We talked a bit about the weather.
"Better here than there," he said. It was a prescient observation. We're not only used to wind and hurricane-forced winds on the Anchorage Hillisde; we're prepared for them and nature has adapted to them. In the forest on most of the Hillside now, the weak trees have already fallen, long ago flattened by winds. Witness how different it when heavy winds lashed the Anchorage Bowl earlier this year. Tens of thousands were left without power. Damages, which are still being totalled, went into the millions of dollars.

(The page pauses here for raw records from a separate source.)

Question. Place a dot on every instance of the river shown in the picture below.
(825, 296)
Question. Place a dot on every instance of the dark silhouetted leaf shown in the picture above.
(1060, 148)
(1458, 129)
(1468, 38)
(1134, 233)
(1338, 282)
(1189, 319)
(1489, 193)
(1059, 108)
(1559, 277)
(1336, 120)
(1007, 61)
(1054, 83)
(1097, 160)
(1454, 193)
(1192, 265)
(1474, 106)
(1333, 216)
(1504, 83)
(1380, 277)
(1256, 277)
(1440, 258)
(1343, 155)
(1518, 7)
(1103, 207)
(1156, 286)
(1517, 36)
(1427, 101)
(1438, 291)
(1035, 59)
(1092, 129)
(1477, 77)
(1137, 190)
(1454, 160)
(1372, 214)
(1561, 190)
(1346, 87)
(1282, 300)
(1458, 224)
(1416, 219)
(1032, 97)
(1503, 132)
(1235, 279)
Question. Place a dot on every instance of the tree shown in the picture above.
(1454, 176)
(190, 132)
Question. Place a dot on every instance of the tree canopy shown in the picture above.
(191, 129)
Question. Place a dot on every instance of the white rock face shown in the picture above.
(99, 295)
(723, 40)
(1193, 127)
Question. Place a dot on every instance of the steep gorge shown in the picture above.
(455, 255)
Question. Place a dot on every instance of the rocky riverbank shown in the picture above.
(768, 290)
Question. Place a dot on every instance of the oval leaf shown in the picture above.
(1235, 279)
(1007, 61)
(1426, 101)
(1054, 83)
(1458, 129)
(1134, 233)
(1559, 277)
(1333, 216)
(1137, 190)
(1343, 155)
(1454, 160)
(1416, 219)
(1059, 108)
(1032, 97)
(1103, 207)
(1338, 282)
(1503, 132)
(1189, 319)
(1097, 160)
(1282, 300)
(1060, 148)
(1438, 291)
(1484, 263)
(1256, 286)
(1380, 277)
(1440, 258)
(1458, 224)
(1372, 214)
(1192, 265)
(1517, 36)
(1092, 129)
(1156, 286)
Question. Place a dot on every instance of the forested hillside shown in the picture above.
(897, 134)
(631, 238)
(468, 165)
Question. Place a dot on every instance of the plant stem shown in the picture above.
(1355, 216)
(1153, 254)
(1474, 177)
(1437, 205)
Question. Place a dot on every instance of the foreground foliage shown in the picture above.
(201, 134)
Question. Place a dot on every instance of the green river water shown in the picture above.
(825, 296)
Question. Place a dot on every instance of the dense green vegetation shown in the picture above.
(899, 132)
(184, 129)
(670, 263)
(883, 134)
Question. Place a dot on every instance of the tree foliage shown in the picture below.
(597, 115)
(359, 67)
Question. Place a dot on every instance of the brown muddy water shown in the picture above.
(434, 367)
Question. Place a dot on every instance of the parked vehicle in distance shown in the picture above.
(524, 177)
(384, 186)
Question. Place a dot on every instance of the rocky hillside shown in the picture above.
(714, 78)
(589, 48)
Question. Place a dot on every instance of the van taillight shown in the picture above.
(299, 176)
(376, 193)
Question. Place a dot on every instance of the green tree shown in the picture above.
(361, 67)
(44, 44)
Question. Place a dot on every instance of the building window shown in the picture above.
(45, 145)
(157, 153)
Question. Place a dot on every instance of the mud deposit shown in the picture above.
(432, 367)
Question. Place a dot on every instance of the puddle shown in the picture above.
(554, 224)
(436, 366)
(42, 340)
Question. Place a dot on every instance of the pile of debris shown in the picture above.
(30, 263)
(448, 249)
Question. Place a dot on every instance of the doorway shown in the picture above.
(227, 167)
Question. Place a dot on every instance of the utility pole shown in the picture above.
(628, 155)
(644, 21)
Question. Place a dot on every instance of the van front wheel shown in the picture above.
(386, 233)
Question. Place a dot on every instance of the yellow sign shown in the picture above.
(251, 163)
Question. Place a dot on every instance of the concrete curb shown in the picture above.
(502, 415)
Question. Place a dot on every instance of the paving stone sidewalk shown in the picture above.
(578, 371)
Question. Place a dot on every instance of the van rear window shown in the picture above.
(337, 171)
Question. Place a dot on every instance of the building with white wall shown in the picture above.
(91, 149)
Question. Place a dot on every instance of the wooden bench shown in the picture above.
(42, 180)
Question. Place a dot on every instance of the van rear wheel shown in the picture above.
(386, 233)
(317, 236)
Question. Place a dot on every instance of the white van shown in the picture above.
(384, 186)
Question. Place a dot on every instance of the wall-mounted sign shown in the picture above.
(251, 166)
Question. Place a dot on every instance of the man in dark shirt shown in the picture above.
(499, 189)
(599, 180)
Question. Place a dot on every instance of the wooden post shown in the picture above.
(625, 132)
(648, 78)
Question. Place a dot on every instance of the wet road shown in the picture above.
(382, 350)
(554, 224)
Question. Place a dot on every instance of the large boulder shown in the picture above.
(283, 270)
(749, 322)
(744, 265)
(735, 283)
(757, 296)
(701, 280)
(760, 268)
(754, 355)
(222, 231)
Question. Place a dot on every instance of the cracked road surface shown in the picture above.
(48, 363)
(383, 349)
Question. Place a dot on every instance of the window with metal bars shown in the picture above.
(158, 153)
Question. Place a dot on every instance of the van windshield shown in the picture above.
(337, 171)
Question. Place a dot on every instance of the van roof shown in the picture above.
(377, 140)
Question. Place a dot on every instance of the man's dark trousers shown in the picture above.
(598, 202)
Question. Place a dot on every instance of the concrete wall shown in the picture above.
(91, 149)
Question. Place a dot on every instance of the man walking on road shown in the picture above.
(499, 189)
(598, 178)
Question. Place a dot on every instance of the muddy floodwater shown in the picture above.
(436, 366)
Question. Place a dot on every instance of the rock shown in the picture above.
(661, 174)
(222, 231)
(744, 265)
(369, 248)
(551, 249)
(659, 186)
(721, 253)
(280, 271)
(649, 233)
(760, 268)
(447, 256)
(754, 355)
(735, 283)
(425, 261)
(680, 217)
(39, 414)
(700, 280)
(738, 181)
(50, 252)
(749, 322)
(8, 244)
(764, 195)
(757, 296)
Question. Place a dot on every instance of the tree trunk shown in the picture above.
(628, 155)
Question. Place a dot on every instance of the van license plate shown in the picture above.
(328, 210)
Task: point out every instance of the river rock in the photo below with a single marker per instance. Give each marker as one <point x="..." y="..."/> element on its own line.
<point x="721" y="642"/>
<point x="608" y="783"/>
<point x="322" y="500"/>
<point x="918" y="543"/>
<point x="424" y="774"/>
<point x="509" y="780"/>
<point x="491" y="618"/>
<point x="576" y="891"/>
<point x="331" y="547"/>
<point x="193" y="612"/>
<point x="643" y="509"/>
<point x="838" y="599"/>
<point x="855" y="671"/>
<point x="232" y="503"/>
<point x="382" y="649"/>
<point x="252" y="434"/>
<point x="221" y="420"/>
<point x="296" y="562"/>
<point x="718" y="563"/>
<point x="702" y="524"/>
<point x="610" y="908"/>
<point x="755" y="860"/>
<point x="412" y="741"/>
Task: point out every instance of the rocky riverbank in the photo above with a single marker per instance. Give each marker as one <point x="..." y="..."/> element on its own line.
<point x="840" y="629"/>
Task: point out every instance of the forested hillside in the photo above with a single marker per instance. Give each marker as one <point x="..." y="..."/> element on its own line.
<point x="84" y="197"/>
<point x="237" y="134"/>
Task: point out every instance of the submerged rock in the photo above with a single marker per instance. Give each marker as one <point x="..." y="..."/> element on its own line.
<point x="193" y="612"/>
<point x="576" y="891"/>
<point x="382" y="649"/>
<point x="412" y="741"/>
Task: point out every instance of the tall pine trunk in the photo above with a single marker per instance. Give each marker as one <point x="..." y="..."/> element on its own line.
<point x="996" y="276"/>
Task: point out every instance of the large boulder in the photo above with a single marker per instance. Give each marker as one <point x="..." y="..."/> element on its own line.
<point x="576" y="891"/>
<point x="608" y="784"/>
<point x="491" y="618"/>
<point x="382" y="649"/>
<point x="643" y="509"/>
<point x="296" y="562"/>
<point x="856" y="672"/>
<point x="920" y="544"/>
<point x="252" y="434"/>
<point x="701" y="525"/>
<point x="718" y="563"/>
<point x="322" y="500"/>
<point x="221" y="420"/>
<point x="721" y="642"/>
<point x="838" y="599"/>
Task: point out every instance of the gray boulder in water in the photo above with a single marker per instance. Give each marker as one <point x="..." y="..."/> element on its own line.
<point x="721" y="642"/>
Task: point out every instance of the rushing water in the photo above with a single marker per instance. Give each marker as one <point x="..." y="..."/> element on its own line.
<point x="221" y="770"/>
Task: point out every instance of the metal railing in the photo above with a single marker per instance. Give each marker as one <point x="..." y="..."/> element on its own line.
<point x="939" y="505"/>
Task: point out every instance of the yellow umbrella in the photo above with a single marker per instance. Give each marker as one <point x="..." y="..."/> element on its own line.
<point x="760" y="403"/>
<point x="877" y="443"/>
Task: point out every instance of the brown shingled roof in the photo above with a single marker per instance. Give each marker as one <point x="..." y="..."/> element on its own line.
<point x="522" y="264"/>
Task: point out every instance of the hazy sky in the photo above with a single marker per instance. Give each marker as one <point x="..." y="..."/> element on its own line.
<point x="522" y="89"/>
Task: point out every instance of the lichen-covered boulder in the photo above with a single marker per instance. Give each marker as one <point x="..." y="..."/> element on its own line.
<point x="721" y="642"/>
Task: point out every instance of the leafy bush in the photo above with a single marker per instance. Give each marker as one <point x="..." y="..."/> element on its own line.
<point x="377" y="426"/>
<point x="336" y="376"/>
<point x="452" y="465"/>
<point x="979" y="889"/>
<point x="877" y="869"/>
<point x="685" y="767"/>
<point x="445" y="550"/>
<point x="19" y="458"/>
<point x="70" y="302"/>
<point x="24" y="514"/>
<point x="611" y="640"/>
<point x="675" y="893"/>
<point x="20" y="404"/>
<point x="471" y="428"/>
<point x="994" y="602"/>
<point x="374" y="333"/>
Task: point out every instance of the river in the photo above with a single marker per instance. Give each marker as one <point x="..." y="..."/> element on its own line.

People unfamiliar with winds up over 70 mph don't know how to prepare. Hint: Take your deck furniture indoors. The wind will pick it up and toss it around. If you are lucky, it will merely take out the rails on your deck and not injure someone. And it is the same for anything that isn't tied down. My neighbors have had boats tossed by the wind, fifth-wheel campers tossed by the wind; pickup campers ripped out of the beds of pickups by the wind. And they have learned how to deal with this.
One, at any report of strong winds, now parks his recreational vehicle sideways in the lee of his house. Others lash their expensive recreational toys to the ground. And still, when it gets really bad, everyone knows to stay indoors because there's still no telling what could be blowing around outside: Tree limbs, garbage cans, parts of the roof ripped off someone's house.
When I got to thinking about that, it was pretty scary to think of what it was like when Sandy hit densely-packed urban neighborhoods on the East Coast, some of which probably weren't designed for hurricane force winds either. It was pretty obvious someone was going to end up dead, and they did. It's equally obvious the damage was going to climb into the billions.
One could only hope that "hurricane clips" on rafters are part of building codes everywhere now.
A wind gust here of 79 mph is no big thing. We've gone over 110 mph. A wind gust of 79 mph at JFK International Airport in New York is a different matter. Mother Nature is not to be taken for granted. Alaskans, though the vast majority of them now live comfortable urban lives, still probably have a better sense of that than people on the East Coast. As the neighbor said, "Better here than there."
But there's not much we can do to change that.